The Family First Prevention Services Act (FFPSA) was
part of the Bipartisan Budget Act of 2018, and it represents some significant
changes to federal child welfare financing. There are two main components:
1) Prevention Services:
- FFPSA allows use of IV-E funding for prevention services, which previously were ineligible for IV-E funding: specifically, services to prevent the removal of children from their homes and placement disruption for children in adoption and kinship guardian homes.
- The IV-E funds are available for children who are “candidates for foster care,” children in foster care who are pregnant or parenting, and parents or kin caregivers of “candidates for foster care.” States must define “candidates for foster care” for themselves, with the approval of the federal government.
- Services eligible for IV-E reimbursement must be well-supported (i.e. meet evidence-based practice standards), supported, or promising, and may include mental health treatment, substance abuse treatment, and in-home parent skill-based programs, which include parenting skills training, parent education, and individual and family counseling.

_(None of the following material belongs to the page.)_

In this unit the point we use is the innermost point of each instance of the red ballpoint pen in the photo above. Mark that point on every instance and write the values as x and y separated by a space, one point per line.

- Fifty percent of the IV-E prevention dollars must go toward well-supported programs and practices.
- FFPSA also allows for use of IV-E for family-based substance use residential treatment programs serving mothers and their children.

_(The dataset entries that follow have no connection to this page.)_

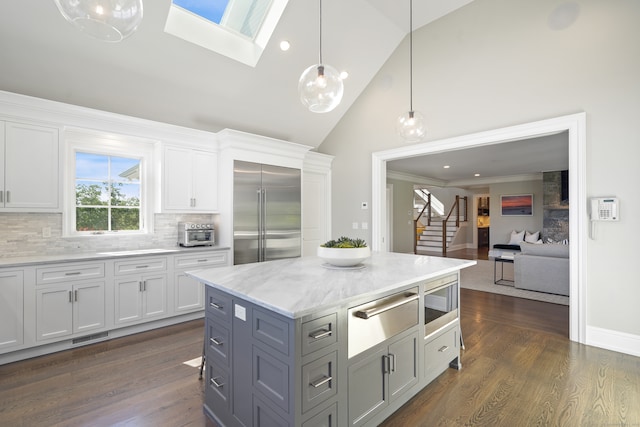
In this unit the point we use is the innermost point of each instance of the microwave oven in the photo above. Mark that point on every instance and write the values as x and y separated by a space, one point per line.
194 234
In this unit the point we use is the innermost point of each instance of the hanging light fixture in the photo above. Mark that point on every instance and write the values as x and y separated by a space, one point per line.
320 86
107 20
411 125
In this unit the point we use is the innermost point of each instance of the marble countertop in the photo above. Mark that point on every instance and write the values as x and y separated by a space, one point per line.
297 287
89 256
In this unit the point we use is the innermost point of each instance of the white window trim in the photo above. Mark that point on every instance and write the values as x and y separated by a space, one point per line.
111 145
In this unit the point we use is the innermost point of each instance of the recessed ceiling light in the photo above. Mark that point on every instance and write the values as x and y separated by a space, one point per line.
284 45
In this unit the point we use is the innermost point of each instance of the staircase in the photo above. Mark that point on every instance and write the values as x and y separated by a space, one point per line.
430 240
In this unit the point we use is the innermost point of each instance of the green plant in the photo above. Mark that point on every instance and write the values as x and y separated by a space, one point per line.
345 242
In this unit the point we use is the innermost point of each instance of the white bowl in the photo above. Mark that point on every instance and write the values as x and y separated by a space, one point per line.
344 257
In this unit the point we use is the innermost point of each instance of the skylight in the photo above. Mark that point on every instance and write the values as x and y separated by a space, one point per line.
238 29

2) Congregate Care/Residential Settings:
- FFPSA places IV-E reimbursement limitations on placements in settings other than family foster homes, such as congregate care settings.
- IV-E payments may only be used for 14 days in such settings.
- The exceptions to this rule include congregate care settings for pregnant or parenting youth, independent living, placements for commercially sexually exploited children, or congregate care settings that meet the requirements for a Qualified Residential Treatment Program (QRTP).
- QRTPs are programs that have a trauma-informed treatment model designed to address the needs, and clinical needs as appropriate, of children with serious emotional or behavioral disorders or disturbances and can implement the necessary treatment identified in the child’s assessment.
- There are a variety of requirements to qualify as a QRTP including:
- Using a trauma-informed treatment model;
- Facilitating and documenting family participation including biological family and fictive kin;
- Providing discharge planning and family-based support for at least 6 months post-discharge (which may be provided by the QRTP or a community provider);
- Being licensed in accordance with IV-E foster care requirements and accredited by any independent, nonprofit accrediting organization such as The Commission on Accreditation of Rehabilitation Facilities (CARF), the Joint Commission on Accreditation of Healthcare Organizations (JCAHO), or the Council on Accreditation (COA); and
- Has registered or licensed nursing staff and other licensed clinical staff who can provide care, who are on-site consistent with the treatment model, and available 24 hours a day and 7 days a week. Nursing and clinical staff do not need to be employees of the QRTP.
- Provide discharge planning and 6-months of aftercare (aftercare could be provided by the QRTP or by a community based provider with a formal agreement in place with the QRTP); and
Nevada Plan Submission
Nevada submitted a IV-E Prevention Plan to the federal Children's Bureau in August 2021. The Children's Bureau is reviewing the plan and will work with Nevada until the plan is approved.